One of the more painful hours or so of the last month that I've experienced by proximity might have been the Social Media Club of Richmond's panel discussion on New Media and the News, which featured (among other guests, including myself) Aaron Kremer, the editor and founder of Richmond BizSense, an online business news site that has taken off in the past year.
Painful because Kremer's apparently reflexive rejection of Twitter as being a useful tool for his business model. It drew some hearty boos from the crowd of 200+ Twitterholics, and left me wondering how in the world you operate an online publication without at least a passing interest in new technologies and tools.
This week, Richmond BizSense entered the fray. Sort of.
In a three-part series of articles, write David Larter tackles Twitter, Facebook and LinkedIn (in part one he looks at Twitter and in part two he explores Facebook and LinkedIn; part three comes out tomorrow) and their role in Richmond business.

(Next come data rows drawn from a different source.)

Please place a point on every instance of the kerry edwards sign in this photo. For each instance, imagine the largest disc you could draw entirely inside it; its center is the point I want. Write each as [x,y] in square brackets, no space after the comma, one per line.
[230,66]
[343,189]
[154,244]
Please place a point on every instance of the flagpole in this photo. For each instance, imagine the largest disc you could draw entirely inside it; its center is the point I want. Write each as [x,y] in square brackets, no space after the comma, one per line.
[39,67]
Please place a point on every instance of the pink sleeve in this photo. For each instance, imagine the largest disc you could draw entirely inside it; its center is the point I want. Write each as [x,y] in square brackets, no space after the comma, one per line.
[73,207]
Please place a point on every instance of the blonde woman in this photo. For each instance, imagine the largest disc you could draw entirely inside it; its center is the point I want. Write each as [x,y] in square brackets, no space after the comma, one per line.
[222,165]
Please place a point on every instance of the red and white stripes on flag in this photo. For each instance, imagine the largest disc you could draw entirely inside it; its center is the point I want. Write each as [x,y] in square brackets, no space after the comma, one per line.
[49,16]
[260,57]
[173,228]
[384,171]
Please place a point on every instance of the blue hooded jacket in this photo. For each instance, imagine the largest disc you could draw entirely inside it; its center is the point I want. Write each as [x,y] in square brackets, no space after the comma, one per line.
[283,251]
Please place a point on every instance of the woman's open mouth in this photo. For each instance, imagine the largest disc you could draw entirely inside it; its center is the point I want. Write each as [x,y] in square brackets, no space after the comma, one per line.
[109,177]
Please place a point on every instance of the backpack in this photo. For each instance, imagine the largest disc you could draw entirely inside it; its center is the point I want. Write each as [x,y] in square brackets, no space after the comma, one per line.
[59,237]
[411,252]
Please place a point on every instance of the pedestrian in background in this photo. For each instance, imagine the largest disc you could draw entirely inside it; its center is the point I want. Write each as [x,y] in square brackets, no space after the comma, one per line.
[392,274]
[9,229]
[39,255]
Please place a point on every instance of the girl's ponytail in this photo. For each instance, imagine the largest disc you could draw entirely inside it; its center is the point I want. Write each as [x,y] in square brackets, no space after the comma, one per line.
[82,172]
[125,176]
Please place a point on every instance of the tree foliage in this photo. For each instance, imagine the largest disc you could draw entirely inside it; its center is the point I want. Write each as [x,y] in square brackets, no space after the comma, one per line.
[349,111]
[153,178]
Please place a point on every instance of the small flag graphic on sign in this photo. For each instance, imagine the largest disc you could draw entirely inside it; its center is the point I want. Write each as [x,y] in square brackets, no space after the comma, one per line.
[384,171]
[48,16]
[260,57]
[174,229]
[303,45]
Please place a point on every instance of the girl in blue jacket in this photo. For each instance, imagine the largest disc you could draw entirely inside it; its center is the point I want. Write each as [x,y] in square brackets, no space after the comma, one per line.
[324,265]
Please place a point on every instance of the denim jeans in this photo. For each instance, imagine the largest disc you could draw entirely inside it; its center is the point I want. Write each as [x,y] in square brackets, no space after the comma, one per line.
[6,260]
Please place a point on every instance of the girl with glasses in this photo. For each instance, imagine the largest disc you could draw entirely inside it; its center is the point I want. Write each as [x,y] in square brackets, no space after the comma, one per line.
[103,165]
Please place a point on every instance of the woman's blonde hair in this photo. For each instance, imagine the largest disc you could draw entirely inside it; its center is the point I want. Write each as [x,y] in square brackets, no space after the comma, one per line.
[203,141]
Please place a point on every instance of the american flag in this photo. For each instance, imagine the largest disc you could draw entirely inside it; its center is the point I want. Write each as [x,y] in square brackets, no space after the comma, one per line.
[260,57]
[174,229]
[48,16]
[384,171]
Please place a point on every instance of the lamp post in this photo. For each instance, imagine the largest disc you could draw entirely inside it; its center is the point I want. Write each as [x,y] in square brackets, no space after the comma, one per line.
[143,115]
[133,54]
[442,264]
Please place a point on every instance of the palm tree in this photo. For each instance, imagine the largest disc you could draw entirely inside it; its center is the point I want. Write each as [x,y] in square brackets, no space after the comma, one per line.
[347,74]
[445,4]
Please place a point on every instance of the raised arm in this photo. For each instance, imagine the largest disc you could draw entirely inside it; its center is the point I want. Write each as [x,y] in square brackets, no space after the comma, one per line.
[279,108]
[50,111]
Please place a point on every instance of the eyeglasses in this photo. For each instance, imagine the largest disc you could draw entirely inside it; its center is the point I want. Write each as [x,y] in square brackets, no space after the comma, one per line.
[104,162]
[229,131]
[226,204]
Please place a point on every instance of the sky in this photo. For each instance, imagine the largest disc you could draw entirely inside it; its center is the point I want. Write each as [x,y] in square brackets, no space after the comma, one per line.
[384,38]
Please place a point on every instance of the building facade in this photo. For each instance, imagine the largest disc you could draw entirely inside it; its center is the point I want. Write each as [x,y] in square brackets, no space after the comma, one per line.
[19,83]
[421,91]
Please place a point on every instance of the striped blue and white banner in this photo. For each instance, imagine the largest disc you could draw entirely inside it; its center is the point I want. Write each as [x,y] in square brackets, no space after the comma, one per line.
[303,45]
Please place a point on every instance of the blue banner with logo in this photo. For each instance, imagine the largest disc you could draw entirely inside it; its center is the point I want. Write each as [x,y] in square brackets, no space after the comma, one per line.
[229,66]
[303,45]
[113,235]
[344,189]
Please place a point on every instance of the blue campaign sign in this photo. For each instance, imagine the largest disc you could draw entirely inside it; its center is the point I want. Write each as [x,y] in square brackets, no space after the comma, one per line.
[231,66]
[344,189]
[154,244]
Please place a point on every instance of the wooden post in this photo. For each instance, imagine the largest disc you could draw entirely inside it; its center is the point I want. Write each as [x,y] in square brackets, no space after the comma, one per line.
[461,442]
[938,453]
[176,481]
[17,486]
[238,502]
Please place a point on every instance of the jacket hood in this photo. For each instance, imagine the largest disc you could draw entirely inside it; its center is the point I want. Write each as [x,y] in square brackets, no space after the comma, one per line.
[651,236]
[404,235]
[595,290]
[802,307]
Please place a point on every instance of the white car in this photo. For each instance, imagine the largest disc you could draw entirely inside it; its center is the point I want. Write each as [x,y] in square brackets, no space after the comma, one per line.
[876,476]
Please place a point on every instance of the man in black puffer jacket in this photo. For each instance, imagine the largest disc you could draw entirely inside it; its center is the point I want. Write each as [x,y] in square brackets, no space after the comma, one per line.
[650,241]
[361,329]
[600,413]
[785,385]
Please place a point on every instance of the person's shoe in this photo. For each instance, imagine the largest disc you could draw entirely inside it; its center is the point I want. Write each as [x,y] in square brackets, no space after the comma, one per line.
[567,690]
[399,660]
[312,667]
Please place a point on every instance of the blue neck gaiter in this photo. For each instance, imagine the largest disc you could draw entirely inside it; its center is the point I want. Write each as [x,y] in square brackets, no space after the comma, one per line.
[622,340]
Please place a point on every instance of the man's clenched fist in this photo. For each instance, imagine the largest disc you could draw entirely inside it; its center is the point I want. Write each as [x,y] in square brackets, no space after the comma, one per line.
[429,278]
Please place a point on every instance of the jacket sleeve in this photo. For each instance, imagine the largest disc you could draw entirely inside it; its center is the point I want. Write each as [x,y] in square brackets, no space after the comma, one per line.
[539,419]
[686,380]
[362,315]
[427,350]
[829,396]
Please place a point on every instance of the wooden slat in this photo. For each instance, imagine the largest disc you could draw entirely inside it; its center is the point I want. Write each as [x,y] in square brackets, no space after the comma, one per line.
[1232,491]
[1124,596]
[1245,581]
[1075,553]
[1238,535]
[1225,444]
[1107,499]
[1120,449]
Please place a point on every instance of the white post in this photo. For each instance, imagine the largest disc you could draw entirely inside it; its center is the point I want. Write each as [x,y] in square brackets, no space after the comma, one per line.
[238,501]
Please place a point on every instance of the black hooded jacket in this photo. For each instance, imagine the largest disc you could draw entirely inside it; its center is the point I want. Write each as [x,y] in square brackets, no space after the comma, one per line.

In his part one lead, Larter seems intent on making Twitter feel like the last refuge of the kids from The Breakfast Club. And even as he then moves on to seriously explore whether Twitter has much value for local businesses, he never fully recovers. He ends with a fitting example -- another business that doesn't find value in the tool:
Some local businesses seem to be losing interest. After several posts in may, the Hyatt Richmond lasted posted on May 28, “WE ARE OPENING TODAY!! Come by after 3:00pm so we can show you the place! :)”
They have not posted since.
Of course, Richmond BizSense hasn't posted since last November. Not a tweet.